= Rafael Montes =

Rafael Montes (November 27, 1923 – January 8, 2012) was a Salvadoran physician and operatic tenor.

==Biography==
Montes was born in San Salvador. He was the son of Rosario Lemus de Montes and Dr. Baltazar Montes, founder of the Hospital Bloom, Medical College of El Salvador and the School of Nursing. As a fourth-year medical student he decided to follow his true passion: music. He began to perform in his native country, Guatemala and Nicaragua in events organized by Iris Sol, a well known singing instructor in the country at the time. Through his efforts he was able to be accepted into the San Francisco Opera in California. While in San Francisco he met singing master Bellini who saw great potential in the young Rafael and gave him a scholarship to train under him. Under Bellini he was able to perfect his vocal techniques but also received training in composing works, stage performing and singing operas, operettas and zarzuelas.
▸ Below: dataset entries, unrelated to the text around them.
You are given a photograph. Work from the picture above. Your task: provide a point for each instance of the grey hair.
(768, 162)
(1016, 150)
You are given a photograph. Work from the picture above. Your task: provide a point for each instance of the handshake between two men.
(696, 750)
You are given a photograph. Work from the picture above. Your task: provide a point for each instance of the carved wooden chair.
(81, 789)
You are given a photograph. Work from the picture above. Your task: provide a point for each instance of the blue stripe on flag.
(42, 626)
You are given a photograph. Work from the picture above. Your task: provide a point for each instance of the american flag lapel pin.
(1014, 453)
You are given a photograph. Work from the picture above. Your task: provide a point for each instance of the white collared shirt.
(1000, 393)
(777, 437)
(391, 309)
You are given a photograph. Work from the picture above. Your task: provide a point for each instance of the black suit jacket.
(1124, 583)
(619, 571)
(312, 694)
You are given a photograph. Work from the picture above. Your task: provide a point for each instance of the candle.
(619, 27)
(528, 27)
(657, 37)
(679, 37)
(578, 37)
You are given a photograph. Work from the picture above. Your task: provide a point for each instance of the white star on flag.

Later, he met Francis Bloem, president of the Beverly Hills performing arts company, who saw his potential and sent him to a singing contest in New Orleans, where Montes won third place. He was pleasantly surprised as he was invited to perform at the 20th anniversary commemoration of the bombing of Pearl Harbor at the Disneyland Hotel in Los Angeles on December 7, 1961. He performed the only musical number, accompanied on piano by Bloem.

His later performances took him to various U.S. locations, Argentina and other Latin American countries. In addition to his role as a dramatic tenor, musician, guitarist, composer, voice coach and music teacher he was also the founder of the Opera of El Salvador, which even in its early years boasted 80 members and a group of soloists. He was also the director of culture of the Universidad Nacional (1977-1979) and later founded the trio Mangoré .

==Awards and recognition==
Plaque of honor at the Cultural Center of El Salvador in 2004, Cultural prize, Recognition by Lic. Antonia Portillo de Galindo specializing in Voice, Channel 4 TV awards (El Salvador) in 2008, as well as numerous other awards for developing his students.

==Later life==

He married Zoila Yolanda Diaz, who was also a singer in the 1940s and 1950s. He had five children with her: Nora, Yolanda, Anabella, Marlene and Gina.